Through his dedicated public service, and his superb organisational talents, Hankey made a massive contribution to the system of cabinet government. His work endures – as John F Naylor wrote, ‘not only did Hankey establish the Secretariat as the agency for the conduct of Cabinet government, but as well he laid out the institutional paths which his successors continue to tread’. 6

Explore history

From the First World War and General Strike to the Suez crisis and development of Concorde, explore historical moments through our Cabinet records: www.nationalarchives.gov.uk/cabinet-office-100

Notes:

  1. 1. David Lloyd George, ‘War Memoirs, Vol.II’ (Boston, 1933), 369: cited in John F. Naylor, ‘A Man And An Institution: Sir Maurice Hankey, the Cabinet Secretariat and the Custody of Cabinet Secrecy’ (Cambridge University Press, 1984), 8 ^
  2. 2. By 1918 the War Cabinet had expanded slightly, to six or sometimes seven members. Throughout the war other attendees could be invited to meetings, including military chiefs, ministers and non-ministers. ^
  3. 3. Peter Hennessy, ‘Cabinet’ (Basil Blackwell, 1986), 16. The CID methods included formal minutes and memoranda and sub-committees to work on intricate issues. ^
  4. 4. Cited in Hennessy, ‘Cabinet’, 17 ^
  5. 5. Cabinet meeting, 28 July 1938 (catalogue reference: CAB 23/94, CC 36(38)8) ^
  6. 6. Naylor, ‘A Man And An Institution: Sir Maurice Hankey, the Cabinet Secretariat and the Custody of Cabinet Secrecy’, 7 ^

4 comments

  1. Gordon Morrell says:

    Nice piece on Hankey but probably best not to spell Chamberlain’s first name incorrectly?

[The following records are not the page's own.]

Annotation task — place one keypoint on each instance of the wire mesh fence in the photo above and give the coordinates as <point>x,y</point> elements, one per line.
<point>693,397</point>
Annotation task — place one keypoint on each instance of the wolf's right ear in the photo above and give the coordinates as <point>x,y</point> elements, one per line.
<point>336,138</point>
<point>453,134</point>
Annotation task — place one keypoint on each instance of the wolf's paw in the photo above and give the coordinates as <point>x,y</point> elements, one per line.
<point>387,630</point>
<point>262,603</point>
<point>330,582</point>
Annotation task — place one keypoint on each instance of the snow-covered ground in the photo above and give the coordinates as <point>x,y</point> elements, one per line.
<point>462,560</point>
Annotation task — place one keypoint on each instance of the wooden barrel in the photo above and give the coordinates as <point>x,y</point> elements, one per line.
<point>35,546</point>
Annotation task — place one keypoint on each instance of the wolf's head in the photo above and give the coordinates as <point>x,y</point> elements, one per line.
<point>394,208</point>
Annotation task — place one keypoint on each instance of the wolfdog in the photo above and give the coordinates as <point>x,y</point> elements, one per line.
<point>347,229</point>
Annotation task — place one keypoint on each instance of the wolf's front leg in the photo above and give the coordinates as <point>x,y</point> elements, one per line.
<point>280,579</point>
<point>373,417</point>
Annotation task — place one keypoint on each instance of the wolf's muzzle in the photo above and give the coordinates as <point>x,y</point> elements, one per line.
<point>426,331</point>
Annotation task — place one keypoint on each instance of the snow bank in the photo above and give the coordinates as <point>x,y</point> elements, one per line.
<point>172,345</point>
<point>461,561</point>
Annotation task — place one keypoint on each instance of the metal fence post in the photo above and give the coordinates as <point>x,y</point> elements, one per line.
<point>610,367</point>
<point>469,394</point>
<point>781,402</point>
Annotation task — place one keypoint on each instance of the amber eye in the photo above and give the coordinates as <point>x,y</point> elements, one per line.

    1. Nell Brown (Admin) says:

      Hi Gordon,

      Thanks for your comment. I’ve corrected Chamberlain’s first name.

      Best,

      Nell

  2. Robert Norris says:

    Lord Hankey was the first Chairman of the Scientific Advisory Committee of the Cabinet and a reader of the MAUD Report at the end of August 1941. The famous MAUD Report concluded that a bomb was possible and that it would take two and one-half years to develop. As Hankey’s secretary the report was likely to be first handled by John Cairncross. Cairncross was first named as the “fifth man” in 1990 by Soviet double agent Oleg Gordievsky, who defected to Britain in 1985. See Christopher Andrew and Oleg Gordievsky, KGB: The Inside Story (New York: HarperCollins, 1990), pp. 216-217, 261-262, 279.

  3. Brian says:

    It is also worth mentioning that Hankey kept a diary for much of his time as Cabinet Secretary, and that significant extracts from that diary (and his letters to his family) were punlished in Stephen Roskill’s 3 volume “Hankey: Man of Secrets” published in the early 1970s. These volumes are invaluable for an understanding of Hankey and the genesis & early years of the Cabinet Office, and give fasciniting insights into the personailities of the PMs and other senior cabinet members who Hankey worked closely with.